Nachhaltigkeit bleibt Thema für Anleger - Dr Schulte und Dr. Riedi

Nachhaltigkeit bleibt Thema für Anleger – aber mit klaren Vorgaben

Sind Ihre Kapitalanlagen nachhaltig – oder nur grün getüncht? Können Edelmetalle der fehlende Baustein für echten Vermögensschutz sein?

Dr. Thomas Schulte, Rechtsanwalt aus Berlin mit Schwerpunkt im Bank‑ und Kapitalmarktrecht, nimmt den aktuellen Bericht der Bundesanstalt für Finanzdienstleistungsaufsicht über das Verbraucherverhalten in Bezug auf nachhaltige Finanzprodukte zum Anlass, um rechtliche Einordnungen und Perspektiven aus juristischer Sicht zu beleuchten. Aus Sicht des erfahrenen Juristen stellt sich im Zuge der laufenden Revision der Sustainable Finance Disclosure Regulation (SFDR) eine zentrale Frage: Wie lässt sich die Kluft zwischen Verbraucherwunsch und regulatorischer Umsetzung schließen?

Informationsbedürfnis versus Rechtsrealität

Die Ergebnisse der BaFin‑Studie zeigen klar: Nachhaltigkeit bei Finanzentscheidungen ist für eine Mehrheit in Deutschland ein zentrales Anliegen. Rund zwei Drittel der Befragten gaben an, an nachhaltigen Finanzprodukten interessiert zu sein. Insbesondere sei der Wunsch nach klarer, verständlicher und verlässlicher Information verbreitet. Das Transparenzgebot gemäß Art. 5 SFDR verpflichtet Anbieter heute bereits zur Offenlegung ihrer Nachhaltigkeitsstrategie und der Berücksichtigung nachteiliger Auswirkungen auf Nachhaltigkeitsaspekte. Doch wenn Verbraucher, Umgehung oder Unklarheit befürchten, so Dr.

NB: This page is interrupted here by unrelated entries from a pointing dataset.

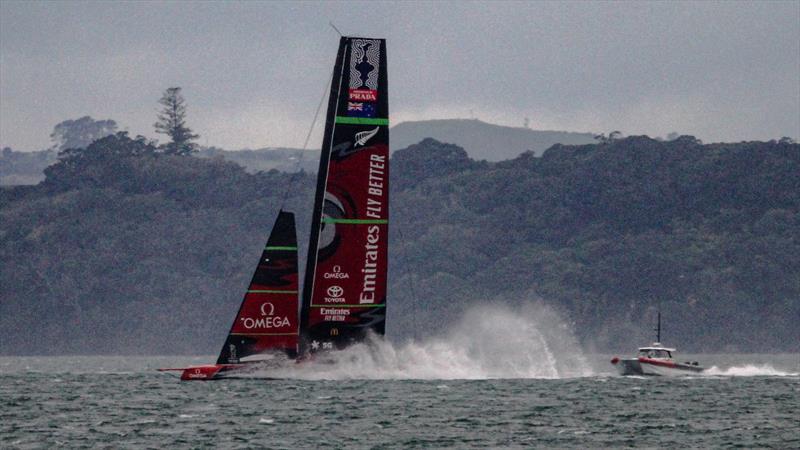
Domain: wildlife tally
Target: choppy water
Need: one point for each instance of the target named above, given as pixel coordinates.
(123, 402)
(476, 386)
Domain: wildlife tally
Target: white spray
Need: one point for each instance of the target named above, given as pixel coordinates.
(491, 341)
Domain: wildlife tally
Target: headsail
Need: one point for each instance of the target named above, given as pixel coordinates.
(344, 294)
(267, 319)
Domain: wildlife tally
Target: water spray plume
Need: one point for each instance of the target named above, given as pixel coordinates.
(492, 341)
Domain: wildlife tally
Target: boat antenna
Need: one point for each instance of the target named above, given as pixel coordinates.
(334, 28)
(658, 327)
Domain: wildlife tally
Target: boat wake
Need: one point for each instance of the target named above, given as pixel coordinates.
(749, 370)
(488, 342)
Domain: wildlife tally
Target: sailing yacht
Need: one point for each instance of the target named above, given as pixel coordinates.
(344, 290)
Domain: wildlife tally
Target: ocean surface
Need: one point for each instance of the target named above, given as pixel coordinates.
(412, 396)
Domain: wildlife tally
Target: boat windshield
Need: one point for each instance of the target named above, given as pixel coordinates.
(655, 353)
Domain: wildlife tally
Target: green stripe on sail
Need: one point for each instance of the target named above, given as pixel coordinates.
(263, 334)
(365, 305)
(269, 291)
(361, 120)
(355, 221)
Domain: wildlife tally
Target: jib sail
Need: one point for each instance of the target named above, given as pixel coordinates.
(344, 294)
(267, 320)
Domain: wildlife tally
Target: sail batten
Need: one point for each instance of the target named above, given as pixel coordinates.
(344, 293)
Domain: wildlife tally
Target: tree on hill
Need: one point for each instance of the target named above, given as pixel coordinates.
(79, 166)
(79, 133)
(172, 122)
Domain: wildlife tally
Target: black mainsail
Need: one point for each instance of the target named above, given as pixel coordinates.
(344, 293)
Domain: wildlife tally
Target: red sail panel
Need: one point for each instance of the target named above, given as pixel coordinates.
(344, 294)
(267, 320)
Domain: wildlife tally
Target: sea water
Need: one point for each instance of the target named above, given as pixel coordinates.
(474, 387)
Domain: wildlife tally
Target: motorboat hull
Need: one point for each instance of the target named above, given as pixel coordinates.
(654, 367)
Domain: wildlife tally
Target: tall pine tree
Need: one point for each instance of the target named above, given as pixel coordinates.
(172, 122)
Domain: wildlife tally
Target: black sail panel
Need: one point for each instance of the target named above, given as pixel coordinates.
(267, 320)
(344, 293)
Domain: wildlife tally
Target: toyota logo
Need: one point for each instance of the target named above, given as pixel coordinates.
(335, 291)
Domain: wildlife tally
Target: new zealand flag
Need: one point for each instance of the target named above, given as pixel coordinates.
(360, 109)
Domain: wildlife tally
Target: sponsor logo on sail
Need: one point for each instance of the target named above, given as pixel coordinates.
(335, 294)
(360, 109)
(363, 136)
(267, 309)
(363, 95)
(336, 273)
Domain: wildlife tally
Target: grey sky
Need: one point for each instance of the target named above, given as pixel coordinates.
(253, 72)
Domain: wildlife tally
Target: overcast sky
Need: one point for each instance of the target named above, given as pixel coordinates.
(253, 72)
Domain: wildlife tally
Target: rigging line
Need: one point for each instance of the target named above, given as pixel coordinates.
(293, 178)
(335, 29)
(414, 298)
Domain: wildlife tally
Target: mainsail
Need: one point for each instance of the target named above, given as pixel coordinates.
(267, 319)
(344, 294)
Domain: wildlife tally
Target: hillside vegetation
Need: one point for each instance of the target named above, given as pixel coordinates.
(125, 250)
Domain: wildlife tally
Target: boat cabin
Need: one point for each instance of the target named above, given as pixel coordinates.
(656, 351)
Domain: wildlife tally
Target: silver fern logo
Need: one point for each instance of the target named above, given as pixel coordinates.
(364, 136)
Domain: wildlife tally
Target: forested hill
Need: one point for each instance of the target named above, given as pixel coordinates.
(126, 250)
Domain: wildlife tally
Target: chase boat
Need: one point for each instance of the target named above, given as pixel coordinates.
(656, 360)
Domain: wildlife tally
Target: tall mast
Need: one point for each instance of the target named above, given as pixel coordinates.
(658, 327)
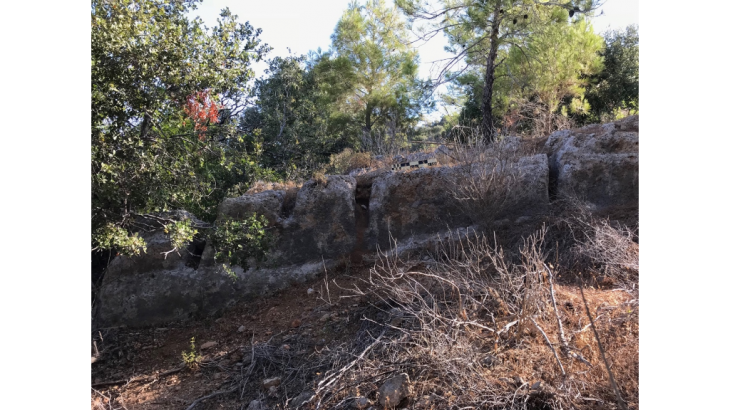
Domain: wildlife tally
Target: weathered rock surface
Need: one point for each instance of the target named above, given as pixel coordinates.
(323, 223)
(152, 288)
(394, 390)
(597, 163)
(257, 405)
(267, 203)
(427, 200)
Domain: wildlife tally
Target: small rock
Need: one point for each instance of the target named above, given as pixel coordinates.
(257, 405)
(394, 390)
(272, 382)
(490, 361)
(425, 403)
(302, 399)
(361, 403)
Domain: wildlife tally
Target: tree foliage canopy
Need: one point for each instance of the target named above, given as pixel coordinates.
(616, 87)
(148, 60)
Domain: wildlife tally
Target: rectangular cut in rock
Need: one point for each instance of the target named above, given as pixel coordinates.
(597, 163)
(428, 200)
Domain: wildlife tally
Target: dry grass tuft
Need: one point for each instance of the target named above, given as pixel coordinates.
(261, 186)
(477, 328)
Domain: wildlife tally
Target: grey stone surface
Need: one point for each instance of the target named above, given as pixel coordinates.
(424, 201)
(597, 163)
(394, 390)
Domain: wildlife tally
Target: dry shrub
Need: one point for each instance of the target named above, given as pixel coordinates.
(348, 160)
(609, 249)
(320, 178)
(490, 183)
(261, 186)
(606, 249)
(534, 119)
(470, 329)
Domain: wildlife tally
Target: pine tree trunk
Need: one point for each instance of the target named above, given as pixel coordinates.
(487, 117)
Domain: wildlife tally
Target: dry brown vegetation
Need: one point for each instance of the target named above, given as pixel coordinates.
(482, 328)
(473, 324)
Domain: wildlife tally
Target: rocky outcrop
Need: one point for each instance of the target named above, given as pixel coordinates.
(597, 163)
(323, 223)
(155, 288)
(428, 200)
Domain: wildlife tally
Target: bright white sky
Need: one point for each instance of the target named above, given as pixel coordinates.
(307, 25)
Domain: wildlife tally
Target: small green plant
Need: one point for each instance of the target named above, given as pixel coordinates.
(126, 243)
(191, 358)
(181, 233)
(237, 241)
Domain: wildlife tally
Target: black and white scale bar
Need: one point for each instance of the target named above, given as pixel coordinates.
(415, 164)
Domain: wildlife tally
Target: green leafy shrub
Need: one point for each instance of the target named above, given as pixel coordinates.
(235, 242)
(348, 160)
(191, 358)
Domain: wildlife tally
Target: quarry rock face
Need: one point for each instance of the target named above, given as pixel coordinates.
(151, 288)
(428, 200)
(597, 163)
(324, 223)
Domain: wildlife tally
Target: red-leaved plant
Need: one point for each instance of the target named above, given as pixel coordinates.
(203, 110)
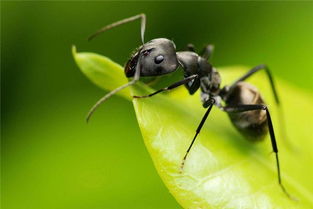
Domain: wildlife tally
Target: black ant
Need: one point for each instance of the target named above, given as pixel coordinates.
(244, 104)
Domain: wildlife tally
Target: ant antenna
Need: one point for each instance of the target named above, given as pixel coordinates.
(137, 72)
(127, 20)
(108, 95)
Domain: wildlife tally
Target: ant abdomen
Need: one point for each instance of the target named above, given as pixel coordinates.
(252, 124)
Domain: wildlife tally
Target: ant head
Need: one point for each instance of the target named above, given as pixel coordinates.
(156, 57)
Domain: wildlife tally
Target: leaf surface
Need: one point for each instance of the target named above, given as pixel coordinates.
(223, 170)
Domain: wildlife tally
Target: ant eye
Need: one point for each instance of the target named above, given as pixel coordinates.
(158, 59)
(146, 53)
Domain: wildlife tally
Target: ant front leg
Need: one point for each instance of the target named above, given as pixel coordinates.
(175, 85)
(250, 73)
(211, 103)
(244, 108)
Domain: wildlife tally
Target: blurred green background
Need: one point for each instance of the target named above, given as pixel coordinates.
(50, 158)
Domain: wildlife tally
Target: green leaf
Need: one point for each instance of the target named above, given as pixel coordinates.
(223, 169)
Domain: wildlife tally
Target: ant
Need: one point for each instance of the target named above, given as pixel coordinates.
(244, 104)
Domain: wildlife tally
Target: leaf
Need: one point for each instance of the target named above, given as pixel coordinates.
(223, 170)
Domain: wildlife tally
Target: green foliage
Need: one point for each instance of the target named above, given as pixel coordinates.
(223, 170)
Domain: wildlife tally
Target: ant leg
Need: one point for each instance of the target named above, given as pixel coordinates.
(108, 95)
(207, 52)
(212, 101)
(244, 108)
(191, 47)
(250, 73)
(269, 75)
(127, 20)
(179, 83)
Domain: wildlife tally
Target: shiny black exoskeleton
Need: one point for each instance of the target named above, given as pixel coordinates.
(243, 102)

Schulte, ist das Vertrauen in die Einhaltung dieser Pflichten bereits fraglich.

Täuschungspotenzial durch Intransparenz

„Ein solcher Sachverhalt kann im deutschen Recht durchaus als Täuschung im Sinne des § 123 BGB gewertet werden, wodurch der Anleger zur Anfechtung berechtigt wäre“, erläutert Dr. Schulte. Auch wettbewerbsrechtliche Abmahnungen nach dem Gesetz gegen den unlauteren Wettbewerb (UWG) wegen irreführender Werbung (§ 5 UWG) sind denkbar.
Zudem stellt sich die Frage der zivilrechtlichen Haftung bei fehlerhaften oder unterlassenen Offenlegungen. Ein Anbieter, der sich nicht an die Offenlegungspflichten hält, setzt sich erhöhten Haftungsrisiken aus.

Der Ruf nach rechtlicher Weiterentwicklung

Die geplante Überarbeitung der SFDR, so Dr. Schulte, sieht vor, ESG‑Produkte künftig in eindeutige Kategorien einzuordnen: „nachhaltige Finanzprodukte“, „Transitionsprodukte“, „Ausschlussprodukte“ und „Mischprodukte“. Diese Klassifikationen sollen mehr Rechtssicherheit schaffen. Doch auch hier bestehen große juristische Herausforderungen: „Schon die Abgrenzung der einzelnen Produktklassen ist nicht trivial. Ein Mischprodukt, das keine festen Zuordnungen enthält, ist beispielsweise schwierig zu bewerten“, kritisiert Dr. Schulte. Nur etwa 30 Prozent der Studienteilnehmer hielten sogenannte Mischprodukte für glaubwürdig nachhaltig. Ein klares Signal: Es mangelt nicht an Angeboten, sondern an einer verbindlichen rechtlichen Definition, die den Erwartungen der Verbraucher entspricht.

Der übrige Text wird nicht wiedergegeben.